On January 25, 2021, a group of U.S. Senators led by incoming Chairman of the Senate Foreign Relations Committee Bob Menendez (D-N.J.) introduced a bill to designate Venezuela for Temporary Protected Status (TPS), which would grant temporary legal status to Venezuelans fleeing a devastating political and humanitarian crisis in their home country. The Washington Office on Latin America (WOLA) supports this measure, and welcomes the bill’s language on the need for all destination countries to ensure that fleeing Venezuelans receive due process and access to legal protections and essential services.

Following a last-minute memorandum issued by the Trump administration enacting Deferred Enforced Departure (DED) for Venezuelans on January 19, the Venezuela Temporary Protected Status Act of 2021 would extend regular status and the opportunity to apply for work authorization to an estimated 200,000 Venezuelan nationals living in the United States. Unlike DED, TPS is based in legal statute and has proven to be more durable across administrations.

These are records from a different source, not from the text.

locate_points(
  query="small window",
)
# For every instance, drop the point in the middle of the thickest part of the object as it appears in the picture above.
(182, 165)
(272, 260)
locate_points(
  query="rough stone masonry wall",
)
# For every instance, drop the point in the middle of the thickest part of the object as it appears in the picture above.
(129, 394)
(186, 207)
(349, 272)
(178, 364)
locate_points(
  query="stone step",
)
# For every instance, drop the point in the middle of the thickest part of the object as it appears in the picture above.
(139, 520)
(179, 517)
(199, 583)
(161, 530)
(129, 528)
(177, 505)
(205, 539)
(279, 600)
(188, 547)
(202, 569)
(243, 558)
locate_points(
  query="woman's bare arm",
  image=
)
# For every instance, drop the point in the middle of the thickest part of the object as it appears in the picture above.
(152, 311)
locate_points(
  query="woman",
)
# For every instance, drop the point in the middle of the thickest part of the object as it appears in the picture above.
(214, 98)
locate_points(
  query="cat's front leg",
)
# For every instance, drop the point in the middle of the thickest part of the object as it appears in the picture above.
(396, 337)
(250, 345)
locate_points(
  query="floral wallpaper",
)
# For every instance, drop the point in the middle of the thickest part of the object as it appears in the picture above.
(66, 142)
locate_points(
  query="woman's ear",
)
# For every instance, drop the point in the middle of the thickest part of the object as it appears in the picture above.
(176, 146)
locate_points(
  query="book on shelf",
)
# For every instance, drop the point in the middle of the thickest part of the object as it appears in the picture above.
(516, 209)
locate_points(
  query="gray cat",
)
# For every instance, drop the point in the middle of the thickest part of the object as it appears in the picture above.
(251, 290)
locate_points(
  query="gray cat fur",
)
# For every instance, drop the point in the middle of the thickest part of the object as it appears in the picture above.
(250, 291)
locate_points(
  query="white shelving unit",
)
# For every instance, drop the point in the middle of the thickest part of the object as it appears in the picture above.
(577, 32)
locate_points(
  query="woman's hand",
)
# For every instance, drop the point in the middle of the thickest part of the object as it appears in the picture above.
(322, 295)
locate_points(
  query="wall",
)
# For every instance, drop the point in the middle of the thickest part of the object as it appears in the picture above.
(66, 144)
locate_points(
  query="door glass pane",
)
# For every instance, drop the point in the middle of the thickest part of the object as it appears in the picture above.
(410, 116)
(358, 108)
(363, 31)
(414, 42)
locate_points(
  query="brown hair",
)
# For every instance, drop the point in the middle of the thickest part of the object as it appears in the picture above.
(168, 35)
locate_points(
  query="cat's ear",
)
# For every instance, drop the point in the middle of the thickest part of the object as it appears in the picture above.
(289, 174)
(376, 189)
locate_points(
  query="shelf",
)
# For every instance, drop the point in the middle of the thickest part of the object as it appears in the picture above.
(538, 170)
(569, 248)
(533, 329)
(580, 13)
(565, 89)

This Senate legislation is the third of its kind; after the House of Representatives passed a similar TPS bill in July 2019 with a bipartisan majority, the Senate version of the bill was repeatedly blocked in 2019 and 2020. Over the last two years, the Washington Office on Latin America (WOLA) has joined other prominent human rights organizations in calling on the Department of Homeland Security (DHS) to designate Venezuela for TPS to protect eligible individuals from deportation back to a country in crisis. While these demands were not met by the Trump administration, the 2021 TPS Act has a greater chance of passing in a Senate with a  Democratic majority. Additionally, President Joe Biden has publicly vowed to coordinate with DHS and Congress to designate Venezuela for TPS, raising hope that the measure may be granted in the coming months.

The new Senate legislation includes crucial language urging the Departments of State and Homeland Security to coordinate with international partners including the United Nations High Commissioner for Refugees (UNHCR) to support the regional response to Venezuelan migrants and refugees. The bill earmarks $10 million to support regional countries’ domestic capacities to process asylum cases and provide essential services to Venezuelan migrants. WOLA, which has joined regional civil society voices in emphasizing the need for countries across the Americas to provide access to regular status to those fleeing Venezuela, commends these efforts. It is essential to bolster the region’s capacity to support the more than 5.4 million Venezuelans migrants and refugees seeking protection, the vast majority of whom lack regular status in their host countries.